Effect of pluronic block polymers and N-acetylcysteine culture media additives on growth rate and fatty acid composition of six marine microalgae species.

Affiliation

Sauvage J(1), Wikfors GH(2), Li X(3), Gluis M(3), Nevejan N(4), Sabbe K(5), Joyce A(6).
Author information:
(1)Department of Marine Sciences, University of Gothenburg, Gothenburg, Sweden.
(2)NOAA Fisheries Service
(NMFS) Northeast Fisheries Science Center, Milford, CT, 06460, USA.
(3)South Australian Research and Development Institute, Primary Industries and Regions
(PIRSA) Aquatic Sciences Centre, West Beach, SA, Australia.
(4)Laboratory of Aquaculture & Artemia Reference Center, Faculty of Bioscience Engineering, Ghent University, Ghent, Belgium.
(5)Laboratory of Protistology & Aquatic Ecology, Faculty of Sciences, Ghent University, Ghent, Belgium.
(6)Department of Marine Sciences, University of Gothenburg, Gothenburg, Sweden. [Email]

Abstract

The efficiency of microalgal biomass production is a determining factor for the economic competitiveness of microalgae-based industries. N-acetylcysteine (NAC) and pluronic block polymers are two compounds of interest as novel culture media constituents because of their respective protective properties against oxidative stress and shear-stress-induced cell damage. Here we quantify the effect of NAC and two pluronic (F127 and F68) culture media additives upon the culture productivity of six marine microalgal species of relevance to the aquaculture industry (four diatoms-Chaetoceros calcitrans, Chaetoceros muelleri, Skeletonema costatum, and Thalassiosira pseudonana; two haptophytes-Tisochrysis lutea and Pavlova salina).

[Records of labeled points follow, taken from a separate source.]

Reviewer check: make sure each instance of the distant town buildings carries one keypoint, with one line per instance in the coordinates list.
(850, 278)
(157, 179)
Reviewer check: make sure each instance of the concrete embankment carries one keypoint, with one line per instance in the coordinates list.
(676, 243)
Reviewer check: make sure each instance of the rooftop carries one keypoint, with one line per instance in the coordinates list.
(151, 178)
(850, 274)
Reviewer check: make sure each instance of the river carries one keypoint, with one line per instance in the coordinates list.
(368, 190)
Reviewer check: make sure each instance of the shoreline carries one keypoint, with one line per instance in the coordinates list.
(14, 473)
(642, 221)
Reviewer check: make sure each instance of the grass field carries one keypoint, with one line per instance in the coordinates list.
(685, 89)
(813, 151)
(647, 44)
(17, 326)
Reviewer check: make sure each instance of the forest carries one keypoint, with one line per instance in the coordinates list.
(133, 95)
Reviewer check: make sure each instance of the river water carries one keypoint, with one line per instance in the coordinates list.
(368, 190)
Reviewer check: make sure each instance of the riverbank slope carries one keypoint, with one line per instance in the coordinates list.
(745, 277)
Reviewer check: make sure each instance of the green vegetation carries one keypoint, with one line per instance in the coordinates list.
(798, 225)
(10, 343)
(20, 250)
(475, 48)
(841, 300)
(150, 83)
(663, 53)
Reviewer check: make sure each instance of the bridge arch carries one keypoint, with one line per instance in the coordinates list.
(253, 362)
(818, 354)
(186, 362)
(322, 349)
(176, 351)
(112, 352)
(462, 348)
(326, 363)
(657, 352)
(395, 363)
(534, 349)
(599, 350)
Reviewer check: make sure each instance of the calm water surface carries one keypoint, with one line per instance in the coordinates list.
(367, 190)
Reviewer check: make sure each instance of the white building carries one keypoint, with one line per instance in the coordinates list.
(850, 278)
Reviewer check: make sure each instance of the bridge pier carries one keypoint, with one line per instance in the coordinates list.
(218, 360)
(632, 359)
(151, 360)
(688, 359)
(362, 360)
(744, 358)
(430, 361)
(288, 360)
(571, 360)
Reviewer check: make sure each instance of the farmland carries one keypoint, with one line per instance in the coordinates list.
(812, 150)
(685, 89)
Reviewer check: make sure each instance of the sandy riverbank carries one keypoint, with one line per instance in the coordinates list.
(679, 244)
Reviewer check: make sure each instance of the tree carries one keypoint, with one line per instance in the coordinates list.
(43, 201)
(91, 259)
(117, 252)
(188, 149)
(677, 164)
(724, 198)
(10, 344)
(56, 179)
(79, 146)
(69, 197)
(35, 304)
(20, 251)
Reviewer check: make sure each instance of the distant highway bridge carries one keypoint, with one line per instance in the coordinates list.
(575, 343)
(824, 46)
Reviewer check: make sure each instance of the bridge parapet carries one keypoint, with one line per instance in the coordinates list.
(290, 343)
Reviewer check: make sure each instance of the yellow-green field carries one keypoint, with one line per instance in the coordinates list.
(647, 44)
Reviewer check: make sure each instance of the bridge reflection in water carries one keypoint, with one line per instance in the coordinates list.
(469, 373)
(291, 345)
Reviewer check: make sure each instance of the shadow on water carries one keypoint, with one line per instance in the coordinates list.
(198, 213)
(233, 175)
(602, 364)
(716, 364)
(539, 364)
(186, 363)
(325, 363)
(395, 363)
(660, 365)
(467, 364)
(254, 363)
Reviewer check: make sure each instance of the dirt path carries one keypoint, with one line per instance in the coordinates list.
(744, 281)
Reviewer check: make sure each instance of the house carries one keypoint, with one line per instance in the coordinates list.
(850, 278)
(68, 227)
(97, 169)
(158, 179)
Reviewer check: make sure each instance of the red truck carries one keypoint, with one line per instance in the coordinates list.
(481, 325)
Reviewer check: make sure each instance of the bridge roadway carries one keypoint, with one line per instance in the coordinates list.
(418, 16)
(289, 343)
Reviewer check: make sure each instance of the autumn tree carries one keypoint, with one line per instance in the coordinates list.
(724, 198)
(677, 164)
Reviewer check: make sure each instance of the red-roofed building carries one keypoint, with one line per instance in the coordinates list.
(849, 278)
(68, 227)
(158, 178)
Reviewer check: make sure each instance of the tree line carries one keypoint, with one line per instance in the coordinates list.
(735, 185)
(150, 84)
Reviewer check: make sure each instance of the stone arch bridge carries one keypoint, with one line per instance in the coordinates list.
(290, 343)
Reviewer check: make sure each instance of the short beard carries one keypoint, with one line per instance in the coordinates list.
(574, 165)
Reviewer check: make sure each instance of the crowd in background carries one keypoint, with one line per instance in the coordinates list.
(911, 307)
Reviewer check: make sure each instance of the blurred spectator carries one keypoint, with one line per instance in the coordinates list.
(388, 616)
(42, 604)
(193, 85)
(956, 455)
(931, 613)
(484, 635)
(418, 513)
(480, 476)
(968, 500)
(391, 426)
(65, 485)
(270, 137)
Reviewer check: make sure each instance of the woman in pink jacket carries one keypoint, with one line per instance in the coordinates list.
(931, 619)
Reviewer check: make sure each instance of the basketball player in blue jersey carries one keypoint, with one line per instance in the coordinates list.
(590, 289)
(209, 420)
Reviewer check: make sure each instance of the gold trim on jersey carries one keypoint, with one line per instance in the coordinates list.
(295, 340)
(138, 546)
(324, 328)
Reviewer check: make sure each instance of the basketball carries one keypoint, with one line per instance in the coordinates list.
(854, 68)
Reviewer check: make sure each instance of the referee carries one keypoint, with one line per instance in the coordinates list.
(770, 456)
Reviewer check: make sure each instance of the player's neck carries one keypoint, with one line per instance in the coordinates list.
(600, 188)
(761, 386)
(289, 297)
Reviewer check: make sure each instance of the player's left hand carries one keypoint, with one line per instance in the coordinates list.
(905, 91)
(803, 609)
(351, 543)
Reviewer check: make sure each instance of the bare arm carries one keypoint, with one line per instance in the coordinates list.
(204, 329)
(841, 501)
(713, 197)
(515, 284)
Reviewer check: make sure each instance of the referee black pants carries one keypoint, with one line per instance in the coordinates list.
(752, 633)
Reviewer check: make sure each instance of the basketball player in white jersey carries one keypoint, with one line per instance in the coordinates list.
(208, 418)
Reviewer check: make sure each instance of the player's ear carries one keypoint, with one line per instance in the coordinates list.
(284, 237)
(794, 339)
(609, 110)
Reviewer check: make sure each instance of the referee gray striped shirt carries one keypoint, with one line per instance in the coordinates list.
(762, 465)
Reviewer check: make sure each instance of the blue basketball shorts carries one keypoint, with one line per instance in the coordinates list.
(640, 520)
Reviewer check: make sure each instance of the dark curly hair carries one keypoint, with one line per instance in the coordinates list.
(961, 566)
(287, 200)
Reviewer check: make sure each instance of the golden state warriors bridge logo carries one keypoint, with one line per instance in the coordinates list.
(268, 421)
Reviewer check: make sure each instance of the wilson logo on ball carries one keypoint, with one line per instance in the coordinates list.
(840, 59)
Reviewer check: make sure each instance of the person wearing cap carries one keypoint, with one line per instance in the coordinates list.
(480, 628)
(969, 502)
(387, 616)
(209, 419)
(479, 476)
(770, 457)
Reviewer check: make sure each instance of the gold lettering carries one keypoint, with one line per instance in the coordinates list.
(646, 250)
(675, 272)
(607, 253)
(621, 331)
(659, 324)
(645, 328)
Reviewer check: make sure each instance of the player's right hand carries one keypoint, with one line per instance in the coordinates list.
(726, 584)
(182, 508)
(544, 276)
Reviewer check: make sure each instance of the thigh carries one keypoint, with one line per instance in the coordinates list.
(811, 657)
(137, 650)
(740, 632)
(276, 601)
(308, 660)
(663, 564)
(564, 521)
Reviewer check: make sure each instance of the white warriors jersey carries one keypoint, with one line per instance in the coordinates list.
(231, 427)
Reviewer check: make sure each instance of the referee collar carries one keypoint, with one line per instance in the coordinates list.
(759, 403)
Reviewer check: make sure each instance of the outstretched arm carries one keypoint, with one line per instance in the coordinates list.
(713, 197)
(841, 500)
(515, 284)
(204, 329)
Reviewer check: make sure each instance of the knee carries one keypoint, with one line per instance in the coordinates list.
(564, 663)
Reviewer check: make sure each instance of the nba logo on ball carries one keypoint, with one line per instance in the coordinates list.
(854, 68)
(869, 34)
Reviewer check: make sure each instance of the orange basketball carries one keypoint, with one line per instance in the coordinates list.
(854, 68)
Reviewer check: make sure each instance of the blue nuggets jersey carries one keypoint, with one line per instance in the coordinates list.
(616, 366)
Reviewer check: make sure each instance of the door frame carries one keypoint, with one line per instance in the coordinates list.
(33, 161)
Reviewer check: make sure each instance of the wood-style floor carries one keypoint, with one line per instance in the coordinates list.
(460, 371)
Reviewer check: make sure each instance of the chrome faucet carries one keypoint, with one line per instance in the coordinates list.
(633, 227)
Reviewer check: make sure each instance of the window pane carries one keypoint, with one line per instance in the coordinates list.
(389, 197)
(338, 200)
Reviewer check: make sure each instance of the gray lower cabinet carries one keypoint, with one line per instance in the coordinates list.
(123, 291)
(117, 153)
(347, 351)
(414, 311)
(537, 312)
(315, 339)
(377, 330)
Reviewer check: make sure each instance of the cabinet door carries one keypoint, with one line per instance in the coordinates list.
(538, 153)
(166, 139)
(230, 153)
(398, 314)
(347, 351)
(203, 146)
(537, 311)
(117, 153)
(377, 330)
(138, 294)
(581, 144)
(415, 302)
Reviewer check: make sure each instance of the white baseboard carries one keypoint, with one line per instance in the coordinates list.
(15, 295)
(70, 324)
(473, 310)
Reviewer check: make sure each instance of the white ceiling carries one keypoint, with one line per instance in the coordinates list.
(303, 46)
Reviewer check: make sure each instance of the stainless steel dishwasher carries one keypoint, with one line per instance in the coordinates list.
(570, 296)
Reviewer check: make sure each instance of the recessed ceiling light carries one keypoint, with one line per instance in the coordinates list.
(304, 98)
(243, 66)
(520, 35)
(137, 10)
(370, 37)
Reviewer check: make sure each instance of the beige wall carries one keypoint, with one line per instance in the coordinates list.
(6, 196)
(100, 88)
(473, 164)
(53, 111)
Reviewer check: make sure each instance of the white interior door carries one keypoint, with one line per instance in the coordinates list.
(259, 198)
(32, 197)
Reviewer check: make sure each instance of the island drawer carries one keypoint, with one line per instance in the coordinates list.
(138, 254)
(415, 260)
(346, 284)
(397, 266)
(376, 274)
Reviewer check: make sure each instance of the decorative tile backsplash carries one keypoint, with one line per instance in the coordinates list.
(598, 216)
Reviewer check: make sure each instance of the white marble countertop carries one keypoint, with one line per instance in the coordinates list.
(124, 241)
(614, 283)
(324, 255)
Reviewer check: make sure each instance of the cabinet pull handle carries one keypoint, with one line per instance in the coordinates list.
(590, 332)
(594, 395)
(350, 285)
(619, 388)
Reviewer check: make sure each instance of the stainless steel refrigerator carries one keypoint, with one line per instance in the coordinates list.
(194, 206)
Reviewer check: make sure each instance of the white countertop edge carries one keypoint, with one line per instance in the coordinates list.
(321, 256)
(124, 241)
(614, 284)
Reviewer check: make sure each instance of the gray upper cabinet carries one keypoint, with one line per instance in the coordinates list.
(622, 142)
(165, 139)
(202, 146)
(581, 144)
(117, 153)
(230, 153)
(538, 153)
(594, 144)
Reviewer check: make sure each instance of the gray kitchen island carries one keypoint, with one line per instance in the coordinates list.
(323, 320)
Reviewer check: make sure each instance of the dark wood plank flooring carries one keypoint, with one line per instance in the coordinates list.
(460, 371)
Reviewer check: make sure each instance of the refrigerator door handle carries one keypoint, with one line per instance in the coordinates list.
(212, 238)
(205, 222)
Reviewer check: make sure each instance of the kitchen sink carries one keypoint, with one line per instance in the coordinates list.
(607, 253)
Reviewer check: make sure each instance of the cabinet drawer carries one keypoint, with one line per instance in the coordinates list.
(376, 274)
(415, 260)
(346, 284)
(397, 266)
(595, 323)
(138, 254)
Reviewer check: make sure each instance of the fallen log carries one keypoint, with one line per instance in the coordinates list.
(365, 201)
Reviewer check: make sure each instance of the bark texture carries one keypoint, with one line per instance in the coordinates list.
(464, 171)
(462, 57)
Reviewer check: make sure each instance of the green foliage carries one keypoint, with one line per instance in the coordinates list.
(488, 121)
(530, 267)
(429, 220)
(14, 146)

Algal culture performance in response to the addition of NAC and pluronic, singly or combined, is dosage- and species-dependent. Combined NAC and pluronic F127 algal culture media additives resulted in specific growth rate increases of 38%, 16%, and 24% for C. calcitrans, C. muelleri, and P. salina, respectively. Enhanced culture productivity for strains belonging to the genus Chaetoceros was paired with an ~27% increase in stationary-phase cell density. For some of the species examined, culture media enrichments with NAC and pluronic resulted in increased omega-3-fatty acid content of the algal biomass. Larval development (i.e., growth and survival) of the Pacific oyster (Crassostrea gigas) was not changed when fed a mixture of microalgae grown in NAC- and F127-supplemented culture medium. Based upon these results, we propose that culture media enrichment with NAC and pluronic F127 is an effective and easily adopted approach to increase algal productivity and enhance the nutritional quality of marine microalgal strains commonly cultured for live-feed applications in aquaculture. KEY POINTS: • Single and combined NAC and pluronic F127 culture media supplementation significantly enhanced the productivity of Chaetoceros calcitrans and Chaetoceros muelleri cultures. • Culture media enrichments with NAC and F127 can increase omega-3-fatty acid content of algal biomass. • Microalgae grown in NAC- and pluronic F127-supplemented culture media are suitable for live-feed applications.